A DataFrame is a 2D table where each column is a Series with a shared index. Almost all real analysis lives in DataFrames.

python

df = pd.DataFrame({
    'bank': ['KCB', 'Equity', 'Coop', 'NCBA'],
    'assets_bn': [1500, 1700, 600, 700],
    'tier': [1, 1, 1, 1],
})

df.head()           # first 5 rows
df.shape            # (4, 3)
df.dtypes           # column types
df.describe()       # summary stats

Selecting columns and rows

python

df['bank']                    # one column → Series
df[['bank', 'assets_bn']]     # multiple columns → DataFrame

# loc: label-based
df.loc[0]                     # first row by label
df.loc[df['assets_bn'] > 1000, 'bank']

# iloc: position-based
df.iloc[0]                    # first row by position
df.iloc[0:2, 0:2]             # first 2 rows, first 2 cols

loc vs iloc — the distinction that catches everyone

loc uses labels (the index). iloc uses positions (0, 1, 2, ...). df.loc[0] works only if the index includes 0. df.iloc[0] always works (it's the first row).

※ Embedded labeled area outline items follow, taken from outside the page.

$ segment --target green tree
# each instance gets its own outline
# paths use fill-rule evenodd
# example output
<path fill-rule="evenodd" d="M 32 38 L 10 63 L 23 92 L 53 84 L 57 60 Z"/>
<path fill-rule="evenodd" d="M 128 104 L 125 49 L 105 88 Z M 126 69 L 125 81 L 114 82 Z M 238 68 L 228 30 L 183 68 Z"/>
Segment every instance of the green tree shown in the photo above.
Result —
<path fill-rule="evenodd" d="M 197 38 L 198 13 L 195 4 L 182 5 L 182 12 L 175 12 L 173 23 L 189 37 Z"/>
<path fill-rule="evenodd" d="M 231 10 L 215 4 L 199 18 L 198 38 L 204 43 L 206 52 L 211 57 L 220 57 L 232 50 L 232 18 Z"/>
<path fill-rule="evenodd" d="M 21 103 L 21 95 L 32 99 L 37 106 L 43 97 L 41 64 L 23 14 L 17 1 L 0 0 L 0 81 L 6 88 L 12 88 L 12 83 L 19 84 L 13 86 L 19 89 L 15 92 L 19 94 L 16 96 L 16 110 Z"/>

When in doubt, use iloc for positional access and loc for everything else.

Loading data

python

# CSV
df = pd.read_csv('rates.csv')

# Excel
df = pd.read_excel('data.xlsx', sheet_name='Sheet1')

# SQL
import sqlite3
conn = sqlite3.connect('mydb.sqlite')
df = pd.read_sql('SELECT * FROM rates', conn)

The Kenyan datasets in your practice environment

The practice environment has three pre-loaded DataFrames: bankrates (21 months of commercial bank lending and deposit rates), pension (14 half-years of pension industry asset allocation), and mpesa (Kenyan mobile-money volumes). Use them in every subsequent exercise.

Exercise

Using the pre-loaded bankrates DataFrame, print its first 5 rows.